AI can learn how individual employees respond to different communications and prompts and provide tailored updates, suggestions and even predictions of how much value additional or replacement benefits could provide them.

This is far more likely to prompt higher rates of engagement compared to a one-size-fits-all communications approach that may end up showing employees a lot of irrelevant information or persevering with channels that aren’t effective.

3. Enhancing employee experience

Employee experience is critical to the success of any benefits program, and it's our #1 focus in 2024 and beyond — particularly when it comes to AI. The “winners” in this arena will be those employers who help employees see the true value of the plans they offer and make better health decisions.

Success comes down to simplicity and personalization. Most employers have a vast amount of employee information — demographic, geographic, eligibility, enrollment, claims and more — but have so far been unable to leverage it to improve benefits performance.

This is where the personalization aspect of AI comes into play. What’s been called “personalization” up to this point in benefits administration will be eclipsed by what’s possible with AI.

Think about it like this. Employees only really care about what’s valuable to them. It’s great to offer a broad range of benefits, but they don’t want to trawl through a mountain of irrelevant benefits to find what’s important to them. This type of overwhelm has the opposite effect to what employers want — it dissuades employees from engaging and may even cause them to feel resentful about all the money being spent on benefits that aren’t useful to them.

AI can direct employees to what they are and might be interested in. As with modern consumer websites like Amazon, users could have a benefits experience based on personalized data and usage that provides suggestions that are “scarily accurate.”

Similarly, the same technology can be used to predict which benefits, services and incentives may become relevant to an employee 3/6/12 months in the future, ensuring they are prompted to consider these before they become essential.

Getting it Right

Getting this right will help employers highlight the value offered by their benefits program without overloading employees with irrelevant information… and this ultimately is what will help employers attract and retain the top talent they seek. After all, it’s not the pure value offered by a benefits program that counts… It's employees’ perception of that value that will truly move the needle for employers.

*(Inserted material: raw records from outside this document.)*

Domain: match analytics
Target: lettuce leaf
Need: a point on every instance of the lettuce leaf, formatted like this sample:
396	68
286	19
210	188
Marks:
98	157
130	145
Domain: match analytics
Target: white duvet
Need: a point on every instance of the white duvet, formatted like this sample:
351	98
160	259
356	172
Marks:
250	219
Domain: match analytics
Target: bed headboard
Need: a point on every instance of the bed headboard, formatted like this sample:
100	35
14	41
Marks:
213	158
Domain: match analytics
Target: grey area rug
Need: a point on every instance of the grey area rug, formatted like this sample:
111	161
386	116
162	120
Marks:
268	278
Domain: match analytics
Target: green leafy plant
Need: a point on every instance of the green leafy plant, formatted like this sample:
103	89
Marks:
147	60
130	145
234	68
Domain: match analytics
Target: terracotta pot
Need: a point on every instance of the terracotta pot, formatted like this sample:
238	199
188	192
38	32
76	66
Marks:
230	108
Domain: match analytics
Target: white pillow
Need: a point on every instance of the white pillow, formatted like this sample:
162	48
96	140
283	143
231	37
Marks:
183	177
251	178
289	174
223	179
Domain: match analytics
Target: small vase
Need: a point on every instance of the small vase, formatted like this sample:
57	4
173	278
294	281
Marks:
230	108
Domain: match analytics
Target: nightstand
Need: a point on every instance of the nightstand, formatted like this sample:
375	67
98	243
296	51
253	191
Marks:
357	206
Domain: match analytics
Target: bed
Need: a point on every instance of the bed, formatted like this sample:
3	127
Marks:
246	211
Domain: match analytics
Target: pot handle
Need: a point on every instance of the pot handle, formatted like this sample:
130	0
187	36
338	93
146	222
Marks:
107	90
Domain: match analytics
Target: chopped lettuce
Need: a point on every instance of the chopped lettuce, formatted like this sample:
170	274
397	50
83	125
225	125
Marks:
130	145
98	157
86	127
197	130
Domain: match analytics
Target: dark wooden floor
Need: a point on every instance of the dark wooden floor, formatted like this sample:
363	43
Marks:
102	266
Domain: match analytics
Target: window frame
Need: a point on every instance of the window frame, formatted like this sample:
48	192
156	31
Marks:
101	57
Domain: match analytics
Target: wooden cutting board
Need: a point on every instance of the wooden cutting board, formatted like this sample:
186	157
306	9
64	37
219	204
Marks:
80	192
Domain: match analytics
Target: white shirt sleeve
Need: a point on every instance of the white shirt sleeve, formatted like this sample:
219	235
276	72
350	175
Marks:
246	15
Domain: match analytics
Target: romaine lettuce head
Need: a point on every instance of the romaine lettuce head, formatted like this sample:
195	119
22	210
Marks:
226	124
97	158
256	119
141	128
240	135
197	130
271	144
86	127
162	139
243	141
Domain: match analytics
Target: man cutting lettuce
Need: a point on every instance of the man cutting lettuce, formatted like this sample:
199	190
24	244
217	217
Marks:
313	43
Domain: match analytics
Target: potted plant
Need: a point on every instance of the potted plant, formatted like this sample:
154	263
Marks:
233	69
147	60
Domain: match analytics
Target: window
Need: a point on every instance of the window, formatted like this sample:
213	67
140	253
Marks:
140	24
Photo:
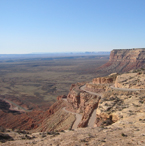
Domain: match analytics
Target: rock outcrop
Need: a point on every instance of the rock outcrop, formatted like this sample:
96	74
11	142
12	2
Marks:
123	60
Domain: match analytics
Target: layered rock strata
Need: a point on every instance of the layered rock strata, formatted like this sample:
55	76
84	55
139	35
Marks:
123	60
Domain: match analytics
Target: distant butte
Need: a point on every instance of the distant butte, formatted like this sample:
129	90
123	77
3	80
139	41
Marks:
123	60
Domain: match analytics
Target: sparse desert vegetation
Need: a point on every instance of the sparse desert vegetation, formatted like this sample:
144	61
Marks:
35	83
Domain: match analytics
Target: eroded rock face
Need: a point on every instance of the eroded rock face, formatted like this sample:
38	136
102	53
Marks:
122	60
83	103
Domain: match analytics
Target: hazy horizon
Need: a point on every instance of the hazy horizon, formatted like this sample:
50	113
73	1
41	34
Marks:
70	26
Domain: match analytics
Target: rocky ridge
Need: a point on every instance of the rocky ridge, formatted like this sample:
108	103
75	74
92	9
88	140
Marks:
123	60
119	118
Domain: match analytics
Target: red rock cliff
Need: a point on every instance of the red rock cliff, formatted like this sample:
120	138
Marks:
122	60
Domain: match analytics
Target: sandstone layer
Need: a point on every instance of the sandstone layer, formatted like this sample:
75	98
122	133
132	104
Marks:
123	60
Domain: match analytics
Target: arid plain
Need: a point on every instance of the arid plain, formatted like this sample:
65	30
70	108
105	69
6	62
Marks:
36	82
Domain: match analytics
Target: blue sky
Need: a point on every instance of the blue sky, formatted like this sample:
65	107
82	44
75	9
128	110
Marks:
28	26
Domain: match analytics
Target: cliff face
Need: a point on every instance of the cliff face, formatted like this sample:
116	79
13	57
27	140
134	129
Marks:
123	60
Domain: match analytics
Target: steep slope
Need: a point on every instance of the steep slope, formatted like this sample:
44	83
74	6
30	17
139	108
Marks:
120	115
123	60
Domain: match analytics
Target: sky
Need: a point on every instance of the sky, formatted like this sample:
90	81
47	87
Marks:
28	26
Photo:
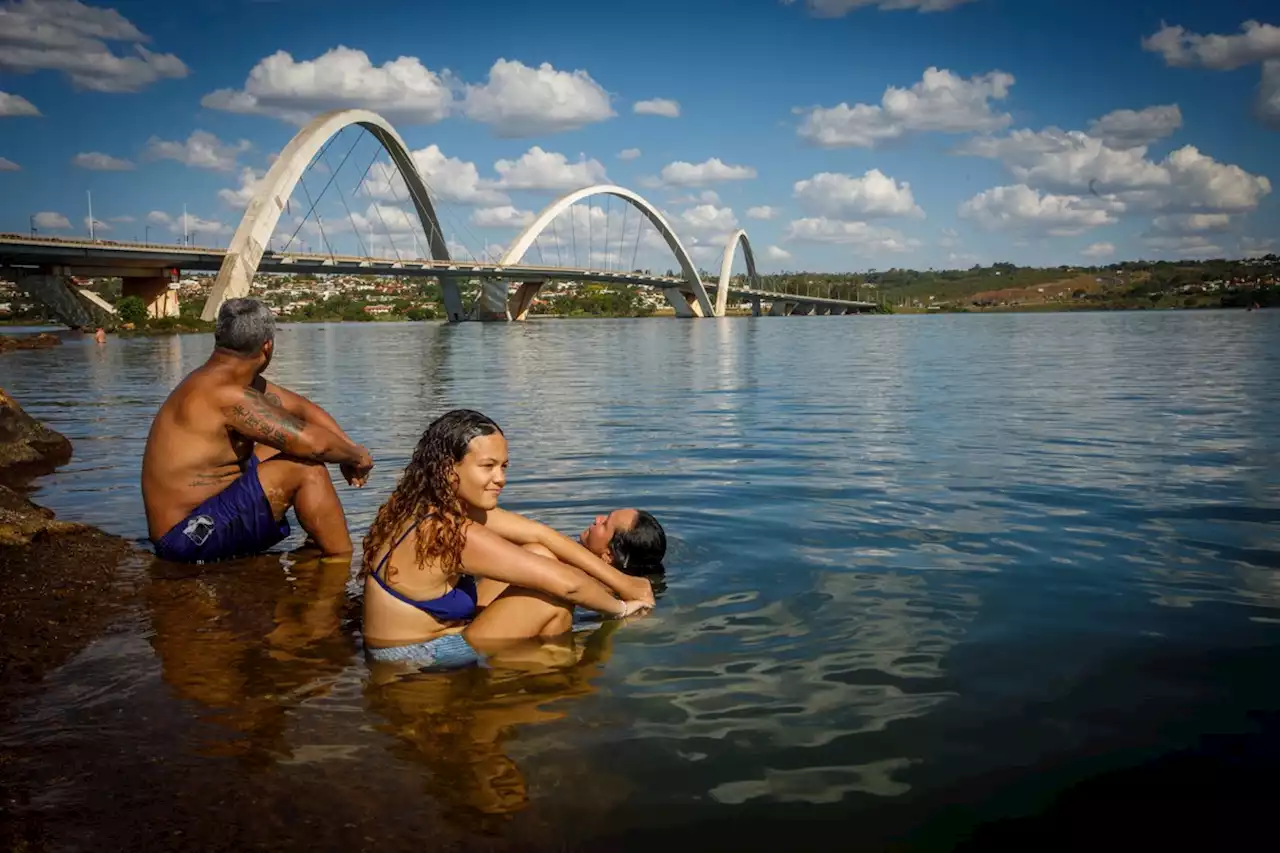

It's important to note that AI can also make mistakes. It can be compared to a five-year old that has read everything on the Internet – soaking up all the knowledge but none of the wisdom. That’s why software developers need to be careful to set guardrails, rigorously training and testing the technology that’s put in front of customers. We need to be sure that the AI-powered solutions provide dependable, “truthful” and confident output.

Our Approach to Innovation

As part of an entire organization of innovators, a cross-functional team at Benefitfocus is excited to be working to further the new revolution to deliver AI-powered software to our customers. We have been designing an architecture and customer experience leveraging emerging tech that will add value by simplifying the benefits experience. Our User Experience (UX) team, for example, is researching the best way to integrate AI technology into existing applications to help bring users along as we transform from traditional applications to a fully hyper-personalized, generated experience. Working on modeling data in a thoughtful and deliberate way to ensure that AI will be used safely and in the right places, we are also learning how to test these new systems to validate that the results meet our high standards of quality and accuracy to protect our clients.  


Artificial intelligence (AI) may pose inherent risks, including but not limited to: issues with data privacy, intellectual property, consumer protection, and anti-discrimination laws; ethics and transparency concerns; information security issues; the potential for unfair bias and discrimination; quality and accuracy of inputs and outputs; technical failures and potential misuse. Users of AI-based technology and tools should take these risks into consideration prior to use of the technology.